Hi, I'm a new member here, I don't have a Tesla vehicle (drive BMW i3) but may get one soon. I work professionally in machine learning but not on vision or robotics, more classical prediction.
I think a significant problem with the vision only is likely to be the absence of stereo cameras. People are praising the Subaru EyeSight (which seems to work great without radar, but with stereo). I looked up about its history: it's been in development since 2008, with multiple revisions. Apparently there was a singular Japanese researcher with some great ideas back at its inception. This person as of 2018 has a new startup with an improved algorithm and chipset.
He discusses the problems with various approaches, which I think are relevant here. He supported stereo cameras over mono plus radar. (Mono cameras only weren't ever considered by anybody!!) I think it's safe to say he's an expert.
Mono vision relies on the neural networks to use illumination and shape to detect objects, and then it is limited to detecting known pre-trained examples, and will be confused by less clear ones. This could cause 'phantom braking' as the net gives a non-trivial probability of a danger from a weakly classified object and because of risk mitigation (need to take into account a low percent chance of a highly dangerous situation) you get phantom braking until the object is large enough to be classified as benign or not an object.
ITD Lab’s Saneyoshi maintains that stereo-vision processing is ideal for detecting generic objects without training. In contrast, monaural vision can fall short of detecting objects when it encounters something that it has not been trained on, he noted. “For example, Volvo’s self-driving technology reportedly struggled to identify kangaroos in the road,” he said. Kangaroos’ movements in mid-jump confused the mono camera’s vision processing.
On the other side, safety could be better with stereo as it gives direct physical prediction of an obstruction even if it can't be classified as to 'what it is' until later. The article gives the example of the Uber fatal accident. In a nutshell a mono image recognition neural net detected the crossing bicycle 1.29 seconds in advance (too late) whereas his new chipset on stereo would have done so 2.23 seconds.

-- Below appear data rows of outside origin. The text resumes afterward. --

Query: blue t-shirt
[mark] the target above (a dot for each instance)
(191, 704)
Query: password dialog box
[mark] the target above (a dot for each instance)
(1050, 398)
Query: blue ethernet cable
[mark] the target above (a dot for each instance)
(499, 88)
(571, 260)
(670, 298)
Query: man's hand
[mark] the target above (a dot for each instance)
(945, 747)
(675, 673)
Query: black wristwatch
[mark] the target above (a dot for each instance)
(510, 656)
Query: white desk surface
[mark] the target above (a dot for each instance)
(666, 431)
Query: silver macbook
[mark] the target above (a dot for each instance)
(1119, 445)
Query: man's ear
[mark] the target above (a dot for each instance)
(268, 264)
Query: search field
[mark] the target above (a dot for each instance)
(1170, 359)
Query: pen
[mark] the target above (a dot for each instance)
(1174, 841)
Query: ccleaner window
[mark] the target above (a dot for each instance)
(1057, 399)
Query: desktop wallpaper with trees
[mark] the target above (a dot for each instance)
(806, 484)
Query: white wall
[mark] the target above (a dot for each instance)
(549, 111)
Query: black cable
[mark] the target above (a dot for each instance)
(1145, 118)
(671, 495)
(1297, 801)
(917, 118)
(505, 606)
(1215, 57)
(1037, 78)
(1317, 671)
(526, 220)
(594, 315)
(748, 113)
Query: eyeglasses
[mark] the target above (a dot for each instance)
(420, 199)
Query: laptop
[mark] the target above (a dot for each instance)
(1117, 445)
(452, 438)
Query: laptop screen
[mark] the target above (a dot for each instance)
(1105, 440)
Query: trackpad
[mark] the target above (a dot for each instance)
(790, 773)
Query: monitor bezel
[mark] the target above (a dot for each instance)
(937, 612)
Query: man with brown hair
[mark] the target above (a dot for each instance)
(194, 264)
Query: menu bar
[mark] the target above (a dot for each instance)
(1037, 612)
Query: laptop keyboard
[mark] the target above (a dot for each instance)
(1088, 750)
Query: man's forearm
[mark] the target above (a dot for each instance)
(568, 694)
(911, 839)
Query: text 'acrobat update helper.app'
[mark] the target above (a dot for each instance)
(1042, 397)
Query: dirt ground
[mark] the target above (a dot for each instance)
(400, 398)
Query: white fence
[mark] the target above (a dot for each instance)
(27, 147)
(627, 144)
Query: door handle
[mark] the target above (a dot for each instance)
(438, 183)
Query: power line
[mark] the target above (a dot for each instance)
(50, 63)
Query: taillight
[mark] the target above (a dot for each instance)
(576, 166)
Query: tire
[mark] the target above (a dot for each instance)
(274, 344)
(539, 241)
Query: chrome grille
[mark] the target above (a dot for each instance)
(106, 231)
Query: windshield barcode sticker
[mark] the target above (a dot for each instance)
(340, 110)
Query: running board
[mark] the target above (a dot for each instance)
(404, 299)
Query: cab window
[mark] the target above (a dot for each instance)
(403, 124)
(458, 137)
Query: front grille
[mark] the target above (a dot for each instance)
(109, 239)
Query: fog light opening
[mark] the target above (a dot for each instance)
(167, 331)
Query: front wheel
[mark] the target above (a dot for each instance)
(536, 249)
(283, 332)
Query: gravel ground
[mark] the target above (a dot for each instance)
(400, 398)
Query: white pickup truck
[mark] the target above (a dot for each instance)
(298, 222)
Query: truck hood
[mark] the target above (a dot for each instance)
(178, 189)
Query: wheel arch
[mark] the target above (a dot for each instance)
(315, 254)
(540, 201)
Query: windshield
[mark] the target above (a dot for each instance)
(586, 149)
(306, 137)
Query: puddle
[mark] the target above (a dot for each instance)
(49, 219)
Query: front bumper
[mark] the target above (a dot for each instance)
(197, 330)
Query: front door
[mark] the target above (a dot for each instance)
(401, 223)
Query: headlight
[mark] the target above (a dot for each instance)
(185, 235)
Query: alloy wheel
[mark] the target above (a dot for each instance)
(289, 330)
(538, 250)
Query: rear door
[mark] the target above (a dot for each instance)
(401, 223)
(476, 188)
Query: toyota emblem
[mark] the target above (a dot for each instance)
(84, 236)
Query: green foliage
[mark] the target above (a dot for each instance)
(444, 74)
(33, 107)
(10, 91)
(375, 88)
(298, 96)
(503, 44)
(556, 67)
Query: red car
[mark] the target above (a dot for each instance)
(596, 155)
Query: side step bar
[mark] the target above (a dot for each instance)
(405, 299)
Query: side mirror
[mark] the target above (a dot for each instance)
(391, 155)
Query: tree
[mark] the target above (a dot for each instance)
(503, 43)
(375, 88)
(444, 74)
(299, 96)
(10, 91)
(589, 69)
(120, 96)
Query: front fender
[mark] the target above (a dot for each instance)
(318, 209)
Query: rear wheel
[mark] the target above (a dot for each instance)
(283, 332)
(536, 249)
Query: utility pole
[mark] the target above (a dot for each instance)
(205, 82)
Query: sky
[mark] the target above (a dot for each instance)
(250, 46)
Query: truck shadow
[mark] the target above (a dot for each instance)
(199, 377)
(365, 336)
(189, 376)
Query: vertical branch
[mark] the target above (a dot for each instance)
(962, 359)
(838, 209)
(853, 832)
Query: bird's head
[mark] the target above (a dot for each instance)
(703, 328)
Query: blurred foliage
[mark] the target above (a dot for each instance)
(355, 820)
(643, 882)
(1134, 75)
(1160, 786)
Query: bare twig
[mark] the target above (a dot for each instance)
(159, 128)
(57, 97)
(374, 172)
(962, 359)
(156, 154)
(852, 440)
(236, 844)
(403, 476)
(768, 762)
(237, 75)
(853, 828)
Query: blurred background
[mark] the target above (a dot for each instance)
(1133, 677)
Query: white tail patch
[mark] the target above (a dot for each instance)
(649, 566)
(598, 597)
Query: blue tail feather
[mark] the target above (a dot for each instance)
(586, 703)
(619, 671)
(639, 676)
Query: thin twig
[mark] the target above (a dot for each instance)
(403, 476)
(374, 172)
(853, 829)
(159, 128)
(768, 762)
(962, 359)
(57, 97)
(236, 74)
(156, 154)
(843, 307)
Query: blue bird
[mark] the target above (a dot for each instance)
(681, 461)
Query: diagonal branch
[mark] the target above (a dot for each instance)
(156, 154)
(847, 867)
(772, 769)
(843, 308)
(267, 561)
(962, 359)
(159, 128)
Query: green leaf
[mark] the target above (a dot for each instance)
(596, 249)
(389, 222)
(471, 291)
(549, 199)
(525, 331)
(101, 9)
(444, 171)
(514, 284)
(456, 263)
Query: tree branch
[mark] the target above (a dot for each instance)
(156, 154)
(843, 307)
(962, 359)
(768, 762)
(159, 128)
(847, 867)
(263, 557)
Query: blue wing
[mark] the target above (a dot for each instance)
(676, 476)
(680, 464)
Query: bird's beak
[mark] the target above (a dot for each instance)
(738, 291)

The chipsets appear to be classical non-neural signal processing for direct distance calculation which are then fed into the later phases of the driver assistance.
Remember that the existing mono camera sets were designed with the assumption that it would be supplemented by radar. Elon is out of his depth on machine learning and bullshitting here. If he were going by "first principles" and analogizing to human performance, the cameras would be stereo, well behind the windscreen (for more weather resistance), multiple gimballed and much higher resolution. (existing cameras are 1280x960, not very high at all when dealing with far off objects moving at high speed)
The performance of the Subaru indicates that stereo cameras is a valid and successful approach, though personally I would want stereo vision plus high-resolution 77 GHz imaging radar. I think it's fine to ignore lidar.
I think Tesla has a very good neural network perception stack in the ML case with a great advantage of being able to push out updates to the fleet and gather data, but it's made to do too much work because of the camera limitations. (Their route planning code isn't great as far as I can tell but that's relevant more for FSD than straight AP, but it hasn't yet been turned into a fundamentally machine learning solution.)
If they were to deploy some thousands of cars with good stereo cameras and collect data for a retrain, I bet their solution would be excellent and the power of the fleet wide machine learning would shine.